The Domain Name System (DNS) is a directory service for web-based applications which translates human readable domain names (e.g. mydomain.com (external link)) to machine readable IP addresses. Your DNS provider maintains a database containing the records that define your domain. When adding a custom domain for your account, records must be added to this database in order to allow patients to securely navigate to the portal in a web browser using your domain name instead of the default domain name.
Why are these DNS records required?
A canonical name (CNAME) record allows one domain to alias another domain. Specifically, the DNS entries listed above (1) allow POPS to automatically issue and renew certificates for the specified subdomain on your behalf and (2) direct patient web traffic for your subdomain to the POPS portal.

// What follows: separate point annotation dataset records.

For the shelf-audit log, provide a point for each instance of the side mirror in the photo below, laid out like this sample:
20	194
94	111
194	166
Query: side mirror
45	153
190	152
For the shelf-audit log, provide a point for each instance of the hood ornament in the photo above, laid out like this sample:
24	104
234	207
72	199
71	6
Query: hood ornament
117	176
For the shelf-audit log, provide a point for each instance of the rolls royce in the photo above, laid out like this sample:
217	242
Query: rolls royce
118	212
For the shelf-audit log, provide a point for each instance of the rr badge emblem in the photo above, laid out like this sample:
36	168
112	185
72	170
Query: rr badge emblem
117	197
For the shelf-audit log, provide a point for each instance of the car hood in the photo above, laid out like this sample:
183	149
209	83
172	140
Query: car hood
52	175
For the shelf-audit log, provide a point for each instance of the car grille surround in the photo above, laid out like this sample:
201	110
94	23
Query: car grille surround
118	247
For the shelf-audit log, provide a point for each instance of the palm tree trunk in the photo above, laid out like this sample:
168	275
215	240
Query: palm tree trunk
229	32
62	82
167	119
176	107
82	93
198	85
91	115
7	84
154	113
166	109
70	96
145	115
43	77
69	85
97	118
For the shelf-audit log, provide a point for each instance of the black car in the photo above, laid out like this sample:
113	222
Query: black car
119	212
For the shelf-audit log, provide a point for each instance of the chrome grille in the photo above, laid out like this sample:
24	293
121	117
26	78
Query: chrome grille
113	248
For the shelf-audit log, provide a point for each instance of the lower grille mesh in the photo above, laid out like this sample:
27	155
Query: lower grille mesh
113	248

What is an SSL/TLS certificate?
SSL/TLS certificates allow web browsers to establish secure, encrypted connections to web sites using the Secure Sockets Layer/Transport Layer Security (SSL/TLS) protocol.
How are these certificates issued?
We recommend using Let's Encrypt Certificate Authority (CA) to issue domain-validated certificates using the standard ACME protocol. These certificates have a maximum lifetime of 90-days and are automatically renewed without manual IT intervention. For more information about Let's Encrypt, see https://letsencrypt.org/how-it-works/ (external link).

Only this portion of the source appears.